Quelle force dans ce recueil qui mêle prose et poésie dans une forme très libre dont on pourrait au premier abord se demander si elle est bien utile.

Mais bien sûr qu’ils sont utiles ces vers dont le rythme, la musique, les mots diffractés, réveillent -    si besoin était encore après avoir lu : Je pense au père qui attend son enfant, le soir, et prie, en silence. Il ne croit pas en Dieu.

Quelque chose va avoir lieu, va ressurgir, nous le pressentons, quelque chose de terrible que nous avons oublié, que nous avons relégué au plus profond, quelque chose d’essentiel pourtant. Le visage du père… le visage d’Anna… Ettore !... là où il était, il ne reste que l’effroyable vide… voilà ce que Camille de Toledo nomme inquiétude et dès le début de ce livre, nous savons qu’il parle de nous et de ce que nous ressentons tous à des degrés divers dans nos vies, de ce qui empoisonne ce début de siècle.

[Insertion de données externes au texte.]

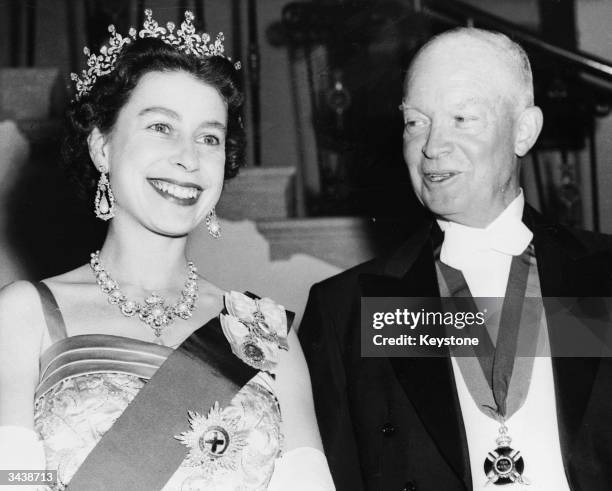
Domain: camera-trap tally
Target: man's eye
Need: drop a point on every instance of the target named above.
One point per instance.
(414, 124)
(160, 128)
(463, 119)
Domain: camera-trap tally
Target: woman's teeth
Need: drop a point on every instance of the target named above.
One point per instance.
(175, 190)
(439, 177)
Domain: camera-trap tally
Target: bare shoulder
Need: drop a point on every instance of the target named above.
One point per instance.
(21, 330)
(20, 305)
(293, 389)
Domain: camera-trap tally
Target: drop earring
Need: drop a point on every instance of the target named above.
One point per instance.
(104, 202)
(212, 224)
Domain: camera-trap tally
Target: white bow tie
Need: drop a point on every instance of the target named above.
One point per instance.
(462, 245)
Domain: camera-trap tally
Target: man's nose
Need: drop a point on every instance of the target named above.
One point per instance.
(186, 156)
(437, 144)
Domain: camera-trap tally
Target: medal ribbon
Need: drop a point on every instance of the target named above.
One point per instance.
(496, 352)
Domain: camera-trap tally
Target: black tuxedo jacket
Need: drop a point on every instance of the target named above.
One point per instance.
(395, 423)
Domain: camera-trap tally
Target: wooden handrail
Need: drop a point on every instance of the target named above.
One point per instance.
(464, 13)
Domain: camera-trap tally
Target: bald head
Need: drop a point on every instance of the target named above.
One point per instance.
(508, 61)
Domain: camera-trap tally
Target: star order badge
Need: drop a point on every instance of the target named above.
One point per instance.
(215, 441)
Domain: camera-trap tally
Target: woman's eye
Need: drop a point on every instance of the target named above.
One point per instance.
(160, 128)
(210, 140)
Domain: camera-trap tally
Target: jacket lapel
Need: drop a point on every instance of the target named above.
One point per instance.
(568, 269)
(428, 382)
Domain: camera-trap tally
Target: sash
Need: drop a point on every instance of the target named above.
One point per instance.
(140, 451)
(496, 378)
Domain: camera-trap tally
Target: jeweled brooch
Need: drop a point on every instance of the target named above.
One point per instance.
(215, 441)
(256, 329)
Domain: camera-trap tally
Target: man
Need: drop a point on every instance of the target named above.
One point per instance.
(434, 423)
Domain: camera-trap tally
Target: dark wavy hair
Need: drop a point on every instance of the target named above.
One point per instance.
(100, 107)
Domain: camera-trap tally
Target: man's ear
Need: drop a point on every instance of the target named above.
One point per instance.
(528, 127)
(98, 149)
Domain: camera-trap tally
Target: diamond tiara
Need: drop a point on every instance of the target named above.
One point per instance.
(184, 39)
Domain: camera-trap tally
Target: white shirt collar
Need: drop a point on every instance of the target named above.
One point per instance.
(507, 234)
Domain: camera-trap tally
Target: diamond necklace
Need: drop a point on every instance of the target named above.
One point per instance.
(154, 312)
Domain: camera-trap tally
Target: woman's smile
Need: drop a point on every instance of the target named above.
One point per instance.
(181, 193)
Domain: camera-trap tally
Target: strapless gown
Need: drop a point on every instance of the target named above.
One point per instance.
(86, 383)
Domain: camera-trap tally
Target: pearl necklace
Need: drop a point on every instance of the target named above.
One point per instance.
(154, 312)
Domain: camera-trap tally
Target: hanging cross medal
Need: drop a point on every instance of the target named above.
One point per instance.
(504, 465)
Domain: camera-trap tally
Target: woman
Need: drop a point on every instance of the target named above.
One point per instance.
(154, 129)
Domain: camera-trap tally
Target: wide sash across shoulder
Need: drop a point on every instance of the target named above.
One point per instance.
(142, 450)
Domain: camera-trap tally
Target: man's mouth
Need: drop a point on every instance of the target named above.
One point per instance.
(438, 176)
(181, 193)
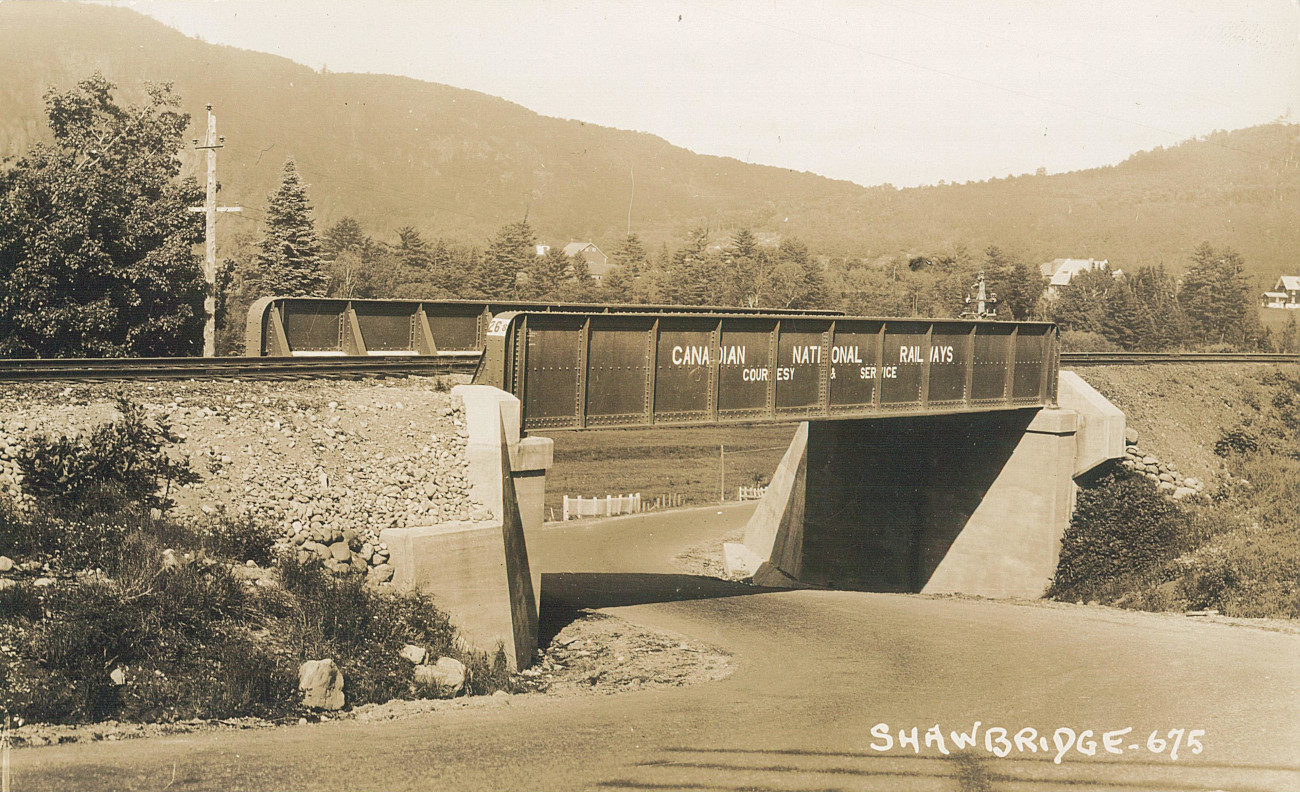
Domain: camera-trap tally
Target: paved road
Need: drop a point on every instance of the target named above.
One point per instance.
(815, 671)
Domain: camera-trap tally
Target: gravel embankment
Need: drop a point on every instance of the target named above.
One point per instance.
(329, 462)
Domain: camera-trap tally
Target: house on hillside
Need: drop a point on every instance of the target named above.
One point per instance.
(1286, 294)
(1060, 272)
(597, 263)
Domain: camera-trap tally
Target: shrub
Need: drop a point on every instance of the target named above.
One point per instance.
(239, 537)
(120, 461)
(1122, 527)
(364, 630)
(1083, 341)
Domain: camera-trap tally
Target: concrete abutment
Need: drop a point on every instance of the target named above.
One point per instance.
(970, 503)
(479, 571)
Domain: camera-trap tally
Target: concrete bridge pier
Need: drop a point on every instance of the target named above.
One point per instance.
(479, 571)
(971, 503)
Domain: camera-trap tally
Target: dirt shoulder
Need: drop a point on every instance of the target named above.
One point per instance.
(597, 654)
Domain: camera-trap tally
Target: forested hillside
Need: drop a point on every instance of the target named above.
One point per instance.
(456, 164)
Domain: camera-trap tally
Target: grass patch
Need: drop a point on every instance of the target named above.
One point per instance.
(118, 611)
(1238, 554)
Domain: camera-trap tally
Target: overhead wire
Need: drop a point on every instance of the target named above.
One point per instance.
(974, 79)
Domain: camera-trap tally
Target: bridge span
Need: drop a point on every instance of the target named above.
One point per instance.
(931, 455)
(580, 371)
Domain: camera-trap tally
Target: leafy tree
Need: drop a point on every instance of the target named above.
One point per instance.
(289, 259)
(510, 252)
(96, 239)
(1220, 299)
(237, 289)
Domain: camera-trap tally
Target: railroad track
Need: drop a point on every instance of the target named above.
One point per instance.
(1157, 358)
(100, 369)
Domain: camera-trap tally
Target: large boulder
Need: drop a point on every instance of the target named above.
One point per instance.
(447, 675)
(321, 684)
(414, 653)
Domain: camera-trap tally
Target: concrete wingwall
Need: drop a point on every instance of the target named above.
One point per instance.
(970, 503)
(479, 572)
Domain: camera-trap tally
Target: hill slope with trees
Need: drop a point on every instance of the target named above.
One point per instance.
(397, 152)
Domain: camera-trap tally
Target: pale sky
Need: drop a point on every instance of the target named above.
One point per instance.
(869, 91)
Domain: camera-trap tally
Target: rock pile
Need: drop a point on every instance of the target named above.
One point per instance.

Cet impossible apaisement qui grandit avec l’âge il vient de loin, il suffit de se souvenir…

Du temps où l’homme était encore au centre, la nature maîtrisée, paisible… souvenir, nostalgie ! Que s’est-il passé pour que l’inquiétude se glisse ainsi dans le corps des choses ?

L’inquiétude est le nom

que nous donnons à l’impermanence

 

Et s’en suit ce que nous pressentions, le triste cortège des horreurs passées et présentes qui ont fait et continuent à faire de ce continent, un continent d’assassins.

Camille de Toledo parle en son nom de l’Europe, de son histoire, de ses langues. Et de ces dernières, il se méfie : langues impériales, coloniales, nationales, où l’on sait plus qu’ailleurs, comment les mots fabriquent des tueurs,

-et voilà qu’il agite devant nos yeux des images que notre société, passé l’effroi de la révélation, s’empresse d’oublier tant nous sommes abreuvés, par l’entremise des écrans, de massacres au quotidien : une île de Norvège, une école aux Etats-Unis ; il remonte l’Histoire, Grande Guerre, Shoa, élargit le spectre aux caprices de la terre…-

 

Il en parle sans concession,

 

Car l’Europe persiste,

supérieurement honteuse

de ce qu’elle a pu dire : Nous sommes, nous,

tandis que vous n’êtes pas.

...

...

Vous n’êtes rien, Nègres ou Juifs ou Indiens

vous n’êtes pas digne de brûler

dans le foyer de l’être.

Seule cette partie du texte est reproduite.